Questo medesimo dubbio occorre ancora nella moglie e nel fanciullo; se l’una, e l’altro, dico, di loro sieno di virtù partecipi, e debbasi dire della moglie, ch’ella abbia ad essere o temperata, o forte, o giusta; o se il fanciullo si debba dir temperato o no. E questo medesimo si debbe considerare universalmente nel suddito, e nel principe per natura; se amendue dico, hanno la virtù medesima, o pur diversa. Che se e’ si porrà, che amendue ne debbino partecipare, onde fia mai di necessità, che l’uno sempre comandi: e l’altro sempre obbidisca? Che qui non si può mettere la differenza col più, e col meno; conciossiachè l’essere suddito, e il comandare sieno differenti di specie: e che il più e il meno faccino differenza specifica.

E se e’ si pone, che l’uno debba avere la virtù, e l’altro no, questa supposizione avrà del maraviglioso: imperocchè come fia mai, che e’ possa comandare rettamente chi non sarà nè temperato, nè giusto? Oh come fia mai, che il suddito possa eseguir bene il suo ufficio, che di virtù sia privato? Conciossiachè essendo egli intemperato, e timido e’ non farà mai cosa che e’ debba.
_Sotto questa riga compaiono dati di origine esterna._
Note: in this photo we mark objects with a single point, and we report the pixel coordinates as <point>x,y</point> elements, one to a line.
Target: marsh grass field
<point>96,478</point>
È pertanto manifesto, ch’egli è di necessità all’uno e all’altro il parteciparne; ma che bene tai virtù sieno differenti infra loro, siccome elle sono in quelle cose, che per natura son serve. E questo si scorge subito nell’anima nostra, perchè in essa è una parte, che per natura comanda; e l’altra, che per natura ubbidisce. Le quali parti, diciamo noi, aver la virtù diversamente: io dico della parte ragionevole, e di quella che non ha la ragione.

È manifesto adunque, che questo medesimo modo si osserva nelle altre cose; onde conseguita, che per natura si dan più modi di comandare, e più modi di star sottoposto. Chè, a dire il vero, altro modo d’imperio è quel del libero uomo inverso del servo, che non è quello del maschio inverso la femmina; e che non è quel del padre inverso i figliuoli. E tutti i detti ancora hanno le parti dell’anima, ma e’ l’hanno differentemente. Imperocchè il servo interamente ha estinta la parte discursiva: e la femmina l’ha, ma debole: e il fanciullo l’ha, ma imperfetta.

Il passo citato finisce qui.